When ecologist Carl Boettiger wrote a blog post in June calling for greater stringency in the peer review of scientific software in research papers, he hardly expected to stir up controversy. But in 54 comments on the post, researchers have debated how detailed such reviews should be; one said that it was a “trifle arrogant” of Boettiger, of the University of California at Santa Cruz, to insist that computer code attain his stringent standards before publication.

Now an offshoot of the Internet non-profit organization Mozilla has entered the debate, aiming to discover whether a review process could improve the quality of researcher-built software that is used in myriad fields today, ranging from ecology and biology to social science. In an experiment being run by the Mozilla Science Lab, software engineers have reviewed selected pieces of code from published papers in computational biology. “Scientific code does not have that comprehensive, off-the-shelf nature that we want to be associated with the way science is published and presented, and this is our attempt to poke at that issue,” says Mozilla Science Lab director Kaitlin Thaney.

Researchers increasingly rely on computation to perform tasks at every level of science, but most do not receive formal training in coding best practice. That has led to high-profile problems. Some scientists have argued, for example, that the fraudulent findings used as the basis for clinical trials in 2007 would have been exposed much earlier if cancer researcher Anil Potti of Duke University in Durham, North Carolina, had been compelled to publish his data and computer code along with his original papers.

More routinely, incorrect or slipshod code prevents other researchers from replicating work, and can even lead them astray. In 2006, Geoffrey Chang of the Scripps Research Institute in La Jolla, California, had to retract five research papers on crystal structure after finding a simple error in the code he was using, which had been provided by another lab. “That’s the kind of thing that should freak any scientist out,” says computational biologist Titus Brown at Michigan State University in East Lansing. “We don’t have good processes in place to detect that kind of thing in software.”

Mozilla is testing one potential process, deploying the type of code review that is routinely used on commercial software before it is released. Thaney says that the procedure is much like scientific peer review: “The reader looks for everything, from the equivalent of grammar and spelling to the correctness of the logic.” In this case, Mozilla opted to examine nine papers from PLoS Computational Biology that were selected by the journal’s editors in August. The reviewers looked at snippets of code up to 200 lines long that were included in the papers and written in widely used programming languages, such as R, Python and Perl.

One worry is that scientists will be even more discouraged from publishing their code.

The Mozilla engineers have discussed their findings with the papers’ authors, who can now choose what, if anything, to do with the markups — including whether to permit disclosure of the results. Those findings will not affect the status of their publications, says Marian Petre, a computer scientist at the Open University in Milton Keynes, UK, who will debrief the reviewers and authors. Thaney expects to release a preliminary report on the project within the next few weeks.

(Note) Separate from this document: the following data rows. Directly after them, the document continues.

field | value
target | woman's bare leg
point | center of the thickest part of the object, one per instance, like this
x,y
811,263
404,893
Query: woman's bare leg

Computational biologists are betting that the engineers will have found much to criticize in the scientific programming, but will also have learnt from the project. They may have been forced to brush up on their biology, lest they misunderstood the scientific objective of the code they were examining, Brown says.

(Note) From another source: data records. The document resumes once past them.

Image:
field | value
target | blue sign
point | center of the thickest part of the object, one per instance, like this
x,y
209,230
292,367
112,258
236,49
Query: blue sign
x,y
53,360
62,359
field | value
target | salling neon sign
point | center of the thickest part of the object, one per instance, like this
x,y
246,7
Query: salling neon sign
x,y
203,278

Theo Bloom, editorial director for biology at non-profit publisher PLoS, shares that expectation, but says such reviews may still be useful, even if the Mozilla reviewers lack biological expertise. Yet that would prompt another question: how can journals conduct this type of review in a sustainable way?

The time and skill involved may justify paying reviewers, just as statistical reviewers of large clinical trials are paid. But researchers say that having software reviewers looking over their shoulder might backfire. “One worry I have is that, with reviews like this, scientists will be even more discouraged from publishing their code,” says biostatistician Roger Peng at the Johns Hopkins Bloomberg School of Public Health in Baltimore, Maryland. “We need to get more code out there, not improve how it looks.”